En ce moment! – je suis où fut le palais du père de mon époux.
Vous êtes dans le palais du Doge.
Et dans la prison de son fils. – Non, je ne l'ai pas oublié; et si je n'en trouvais pas ici des souvenirs plus intimes et plus amers, je rendrais grâce à l'illustre Memmo de me rappeler les délices de cet endroit.
Soyez calme!
Je le suis; mais toi, Dieu tout-puissant, peux-tu bien l'être également, en voyant un monde pareil?
Votre mari peut encore être absous.
Il l'est, mais dans le ciel. Je vous en prie, seigneur sénateur, ne parlez pas de cela. Vous êtes un homme d'état, ainsi que le Doge; en ce moment même il a sur le chevalet un fils, et moi un époux: ils sont là, face à face, l'un comme juge, l'autre comme accusé. – Pensez-vous qu'il le condamne?
Je ne le crois pas.
Mais s'il ne le fait pas, les autres ne les condamneront-ils pas tous deux?
Ils le peuvent.
Et pour eux, quand il s'agit d'un crime exécrable, pouvoir et vouloir sont la même chose: – mon époux est perdu!
Ne dites pas cela; à Venise, c'est la justice qui juge.
Ah! s'il en était ainsi, il n'y aurait plus aujourd'hui de Venise! Qu'elle existe, mais du moins que les hommes de bien ne meurent pas avant l'heure prescrite par la nature. Pourquoi faut-il que les Dix soient plus impatiens qu'elle, et qu'ils décident en ce moment de notre sort? Ah ciel! un cri de détresse!
Écoutez!
C'est un cri de-Non, non, ce n'est pas mon mari, ce n'est pas la voix de Foscari.
Cependant-
Non, ce n'est pas la sienne.

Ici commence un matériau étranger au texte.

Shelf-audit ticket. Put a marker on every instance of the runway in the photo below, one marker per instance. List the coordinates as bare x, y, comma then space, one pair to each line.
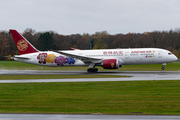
134, 76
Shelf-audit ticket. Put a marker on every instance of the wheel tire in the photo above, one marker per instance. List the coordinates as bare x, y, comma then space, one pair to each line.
89, 70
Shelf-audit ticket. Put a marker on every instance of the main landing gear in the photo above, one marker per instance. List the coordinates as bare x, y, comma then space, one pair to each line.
163, 68
92, 70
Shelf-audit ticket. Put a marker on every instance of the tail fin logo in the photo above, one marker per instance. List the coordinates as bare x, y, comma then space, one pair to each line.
22, 45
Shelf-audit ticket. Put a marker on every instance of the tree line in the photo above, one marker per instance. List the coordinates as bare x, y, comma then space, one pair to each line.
50, 40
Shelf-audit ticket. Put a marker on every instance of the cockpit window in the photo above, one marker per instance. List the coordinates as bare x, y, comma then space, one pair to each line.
169, 53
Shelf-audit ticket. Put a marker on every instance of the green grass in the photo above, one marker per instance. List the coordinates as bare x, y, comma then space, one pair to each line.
134, 97
14, 65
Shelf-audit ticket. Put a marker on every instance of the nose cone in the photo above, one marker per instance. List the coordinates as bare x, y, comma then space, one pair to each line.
174, 58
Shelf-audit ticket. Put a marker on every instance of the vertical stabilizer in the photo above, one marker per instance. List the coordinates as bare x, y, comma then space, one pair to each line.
23, 46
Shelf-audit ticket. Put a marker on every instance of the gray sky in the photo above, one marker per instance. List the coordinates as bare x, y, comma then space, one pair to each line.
89, 16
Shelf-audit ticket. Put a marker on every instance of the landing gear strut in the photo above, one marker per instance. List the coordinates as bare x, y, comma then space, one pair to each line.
92, 70
163, 68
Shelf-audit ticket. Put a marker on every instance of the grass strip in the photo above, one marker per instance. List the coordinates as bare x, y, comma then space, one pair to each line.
124, 97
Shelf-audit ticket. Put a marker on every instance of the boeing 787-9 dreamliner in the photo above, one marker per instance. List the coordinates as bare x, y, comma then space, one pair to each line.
107, 58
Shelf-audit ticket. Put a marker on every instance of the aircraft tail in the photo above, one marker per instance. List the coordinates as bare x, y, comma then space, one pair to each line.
23, 45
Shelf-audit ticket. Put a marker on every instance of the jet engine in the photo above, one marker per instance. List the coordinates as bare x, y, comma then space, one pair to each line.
110, 64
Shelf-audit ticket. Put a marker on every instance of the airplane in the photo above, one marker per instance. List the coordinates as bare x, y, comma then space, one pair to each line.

Non, non; lui, pousser des cris! c'est le rôle de son père: mais lui-il mourra en silence.
Comment! encore?
C'est bien sa voix! je crois la reconnaître: je ne l'aurais pas cru. Toutefois se plaindrait-il, je ne puis cesser de l'aimer; mais-non, non. – Hélas! ce doit être une bien terrible angoisse, celle qui put lui arracher un gémissement.

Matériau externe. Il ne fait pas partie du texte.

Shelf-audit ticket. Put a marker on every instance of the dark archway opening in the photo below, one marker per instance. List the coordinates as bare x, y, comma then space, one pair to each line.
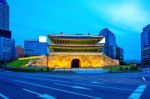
75, 63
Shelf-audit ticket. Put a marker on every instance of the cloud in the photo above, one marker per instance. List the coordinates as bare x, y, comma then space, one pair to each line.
129, 15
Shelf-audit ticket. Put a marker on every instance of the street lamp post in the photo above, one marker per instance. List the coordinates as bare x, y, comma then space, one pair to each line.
47, 61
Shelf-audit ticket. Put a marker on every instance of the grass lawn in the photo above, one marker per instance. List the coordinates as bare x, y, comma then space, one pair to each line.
122, 68
20, 62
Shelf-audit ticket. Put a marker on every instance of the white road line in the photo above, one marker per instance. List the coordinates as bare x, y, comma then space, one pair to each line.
95, 82
3, 96
76, 87
78, 83
52, 88
45, 96
138, 92
144, 78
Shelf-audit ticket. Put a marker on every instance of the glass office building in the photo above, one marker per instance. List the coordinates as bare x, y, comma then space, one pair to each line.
4, 15
145, 45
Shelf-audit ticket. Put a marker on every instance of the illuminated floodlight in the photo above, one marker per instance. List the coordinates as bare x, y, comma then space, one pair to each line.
102, 41
42, 39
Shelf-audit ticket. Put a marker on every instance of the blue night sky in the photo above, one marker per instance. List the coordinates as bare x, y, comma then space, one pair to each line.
126, 18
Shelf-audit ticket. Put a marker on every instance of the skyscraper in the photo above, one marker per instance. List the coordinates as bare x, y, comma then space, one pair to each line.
120, 54
7, 45
110, 43
4, 15
145, 45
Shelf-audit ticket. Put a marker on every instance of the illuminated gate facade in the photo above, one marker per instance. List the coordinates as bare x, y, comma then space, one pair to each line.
77, 51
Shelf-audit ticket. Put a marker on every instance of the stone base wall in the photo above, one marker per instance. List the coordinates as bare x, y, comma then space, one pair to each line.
85, 61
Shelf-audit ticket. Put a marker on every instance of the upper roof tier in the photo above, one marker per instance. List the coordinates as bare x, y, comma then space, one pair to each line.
75, 39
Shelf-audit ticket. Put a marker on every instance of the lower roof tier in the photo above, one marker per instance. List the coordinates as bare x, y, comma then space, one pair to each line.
75, 49
75, 39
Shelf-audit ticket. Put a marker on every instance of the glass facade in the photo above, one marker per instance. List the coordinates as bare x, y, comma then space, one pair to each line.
34, 48
7, 49
4, 15
145, 45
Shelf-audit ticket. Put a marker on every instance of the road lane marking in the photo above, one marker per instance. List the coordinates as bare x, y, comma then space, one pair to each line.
57, 89
138, 92
45, 96
3, 96
79, 83
95, 82
75, 87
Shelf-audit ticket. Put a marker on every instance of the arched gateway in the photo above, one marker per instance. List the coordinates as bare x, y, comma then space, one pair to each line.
75, 63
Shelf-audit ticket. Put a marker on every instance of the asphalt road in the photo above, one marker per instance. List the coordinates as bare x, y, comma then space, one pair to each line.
15, 85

Mais vous qui sentez les injures de votre mari comme les vôtres, voudriez-vous qu'il supportât en silence des douleurs plus que mortelles?

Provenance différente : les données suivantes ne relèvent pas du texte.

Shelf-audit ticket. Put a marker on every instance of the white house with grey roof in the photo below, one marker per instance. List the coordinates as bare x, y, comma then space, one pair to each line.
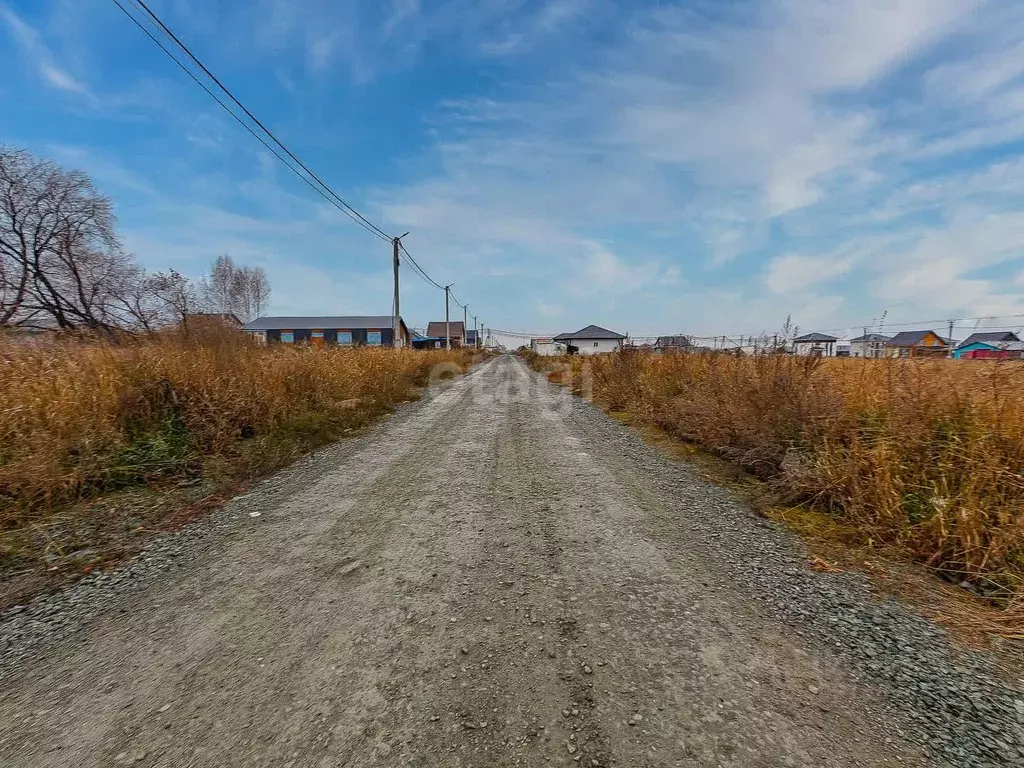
816, 345
591, 340
376, 330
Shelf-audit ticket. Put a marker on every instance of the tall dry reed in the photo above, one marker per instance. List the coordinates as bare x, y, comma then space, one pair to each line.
925, 456
79, 419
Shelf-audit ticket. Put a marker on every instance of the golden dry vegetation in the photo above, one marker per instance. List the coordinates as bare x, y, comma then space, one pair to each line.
83, 421
924, 456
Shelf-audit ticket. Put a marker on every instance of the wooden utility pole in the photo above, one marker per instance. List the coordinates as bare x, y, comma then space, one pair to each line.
396, 339
395, 323
448, 327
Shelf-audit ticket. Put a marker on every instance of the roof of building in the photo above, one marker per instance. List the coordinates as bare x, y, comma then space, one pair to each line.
871, 337
814, 337
591, 332
315, 322
1011, 346
673, 341
436, 328
912, 338
989, 336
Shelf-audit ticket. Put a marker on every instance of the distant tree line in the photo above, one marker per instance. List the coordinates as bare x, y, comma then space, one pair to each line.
62, 266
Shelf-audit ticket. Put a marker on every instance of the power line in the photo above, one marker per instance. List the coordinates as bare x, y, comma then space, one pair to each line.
314, 181
355, 215
239, 120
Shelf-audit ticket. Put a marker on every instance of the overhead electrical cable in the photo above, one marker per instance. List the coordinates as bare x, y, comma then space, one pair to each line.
184, 48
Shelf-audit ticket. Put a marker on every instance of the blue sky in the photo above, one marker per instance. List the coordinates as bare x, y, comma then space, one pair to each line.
658, 167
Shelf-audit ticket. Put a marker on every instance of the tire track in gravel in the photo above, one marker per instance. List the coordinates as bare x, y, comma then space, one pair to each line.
479, 582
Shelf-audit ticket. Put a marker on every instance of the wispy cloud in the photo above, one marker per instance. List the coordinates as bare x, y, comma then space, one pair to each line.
40, 56
666, 166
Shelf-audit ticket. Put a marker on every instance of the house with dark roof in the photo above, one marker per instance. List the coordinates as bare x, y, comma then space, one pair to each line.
869, 345
376, 330
990, 345
918, 344
591, 340
440, 329
673, 344
815, 345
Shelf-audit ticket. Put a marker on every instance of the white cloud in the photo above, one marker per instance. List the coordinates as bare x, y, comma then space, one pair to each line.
41, 56
796, 272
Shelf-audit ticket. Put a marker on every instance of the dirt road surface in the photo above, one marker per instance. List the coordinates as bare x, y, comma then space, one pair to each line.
498, 576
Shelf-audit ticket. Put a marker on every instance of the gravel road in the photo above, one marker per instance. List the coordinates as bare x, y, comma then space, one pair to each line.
497, 576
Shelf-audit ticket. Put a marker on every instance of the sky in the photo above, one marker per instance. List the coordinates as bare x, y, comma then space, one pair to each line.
708, 167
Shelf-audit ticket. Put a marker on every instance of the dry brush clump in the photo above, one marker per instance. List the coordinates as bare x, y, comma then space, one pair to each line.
925, 456
78, 419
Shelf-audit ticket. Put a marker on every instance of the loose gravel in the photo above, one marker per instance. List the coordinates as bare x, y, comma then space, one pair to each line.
500, 574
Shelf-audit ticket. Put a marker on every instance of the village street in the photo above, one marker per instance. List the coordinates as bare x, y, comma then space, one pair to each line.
500, 574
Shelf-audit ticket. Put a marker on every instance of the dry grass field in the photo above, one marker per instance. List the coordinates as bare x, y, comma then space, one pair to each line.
927, 457
100, 441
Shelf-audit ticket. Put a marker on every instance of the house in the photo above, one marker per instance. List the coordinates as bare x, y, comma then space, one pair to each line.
995, 349
343, 331
547, 347
427, 342
916, 344
994, 344
455, 329
673, 344
591, 340
869, 345
815, 345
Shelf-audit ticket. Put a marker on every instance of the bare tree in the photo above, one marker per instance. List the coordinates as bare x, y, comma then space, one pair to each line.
60, 262
243, 291
177, 296
254, 292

Chacun de nous a ses douleurs. Grâce à moi, et quand ils arracheraient la vie au Doge et à son fils, la grande maison de Foscari ne s'éteindra pas. En donnant la vie à ceux qui leur succéderont, j'ai enduré des douleurs comparables à celles qui la leur feront perdre: mais les miennes étaient de douces angoisses; et cependant, telle était leur violence que j'aurais pu jeter des cris. Je ne l'ai pas fait, car j'avais l'espoir d'enfanter un héros, et je n'aurais pas voulu l'accueillir avec des larmes.
Tout se tait maintenant.
Tout est fini peut-être; mais je ne veux pas le croire: il a réuni toutes ses forces, et sans doute il les défie en ce moment.
Eh quoi! mon ami, que cherchez-vous?
Un médecin. Le prisonnier s'est trouvé mal.
Vous feriez bien, madame, de vous retirer.
Je vous en prie, suivez ce conseil.
Non, non; je veux le secourir.
Vous, madame? oubliez-vous que personne n'a le droit de pénétrer dans ces chambres, à l'exception des Dix et de leurs familiers?
Oui, je sais que nul de ceux qui entrent ne revient comme il est entré, – que la plupart ne retournent jamais; mais ils ne pourront refuser de me voir.
Hélas! vous n'éprouverez qu'un dur refus, une incertitude plus grande encore.
Et qui m'arrêtera?
Ceux que leur devoir y oblige.
Est-ce leur devoir de fouler aux pieds tous les sentimens de l'humanité, et tous les liens qui enchaînent l'homme à l'homme; de rivaliser ici-bas avec les démons qui plus tard réclameront le droit de les plonger dans un abîme de tortures! Quoi qu'il en soit, j'avancerai.